At the Giza Plateau, where mystery settles into stone and sand, Turkish artist Mert Ege Köse has inserted something that shouldn’t exist—yet somehow entirely belongs. The Shen, a monumental aluminum ring now gleaming across the desert, speaks directly to the Pyramids across 4,500 years of silence. It doesn’t compete with them. It frames them. It listens to them. In doing so, it reveals something profound about how contemporary art can honor the past without being imprisoned by it.
The title carries ancient weight. In pharaonic Egypt, the Shen symbol was a looped rope representing eternity and protection—a circle without beginning or end that appeared in royal cartouches and sacred texts. Köse has lifted that symbol directly from hieroglyphic language and reimagined it as a giant camera lens. Spanning six meters wide and five meters high, the aluminum ring invites viewers inside to frame the Pyramids, curated and intentional. Stand within it and the Pyramids fall into view perfectly. Step aside and the light shifts across its mirrored surface, pulling the desert and sky into constant reflection. The sculpture refuses stillness; it changes with every footstep, every hour, every season.

This sensitivity to light and perception defines Köse’s broader practice. He works with malleable aluminum—material that feels distinctly contemporary yet carries an endurance that rivals the artifacts housed in Cairo’s museums. His approach isn’t about imposing meaning onto history. It’s about creating presence, a space where historical symbols can breathe again without reduction to cliché.
Since 2021, Art D’Égypte’s Forever Is Now has transformed the Giza Plateau into an open-air stage where artists from around the world create in direct conversation with a place that has shaped human imagination for millennia. The goal isn’t spectacle. It’s a careful choreography: showing that new artistic languages can coexist with ancient ones, that innovation and reverence need not be opposites. Köse embodies this balance. A simple, bold form highlights rather than distracts from the Pyramids—a gesture of humility before monumentality.

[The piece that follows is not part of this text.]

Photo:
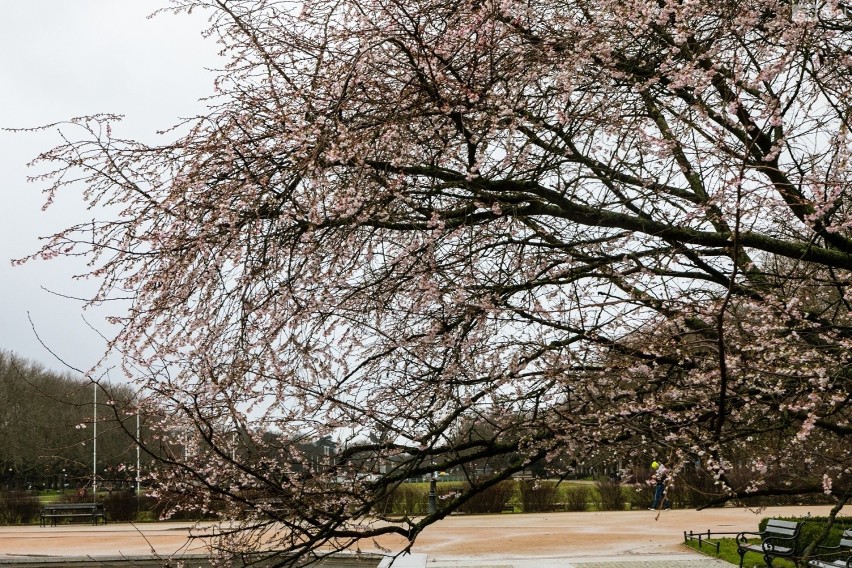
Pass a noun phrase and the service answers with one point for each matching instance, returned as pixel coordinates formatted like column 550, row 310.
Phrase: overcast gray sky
column 66, row 58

The Shen’s power lies partly in its clarity. No complexity obscures it. A viewer grasps the idea instantly and forms personal connection. It photographs beautifully—a physical and digital portal drawing people whether they stand in the desert or scroll through a camera roll thousands of miles away. For Köse, already an emerging significant voice in Turkish contemporary art, this installation marks a defining moment. To create work in authentic dialogue with the Pyramids, not in their shadow but beside them, is a rare feat. The Shen feels both futuristic and deeply rooted—a circle that bridges not just distance, but time itself.
Art D’Égypte’s Forever Is Now 05 is on display at Giza from November 11 to December 6, 2025.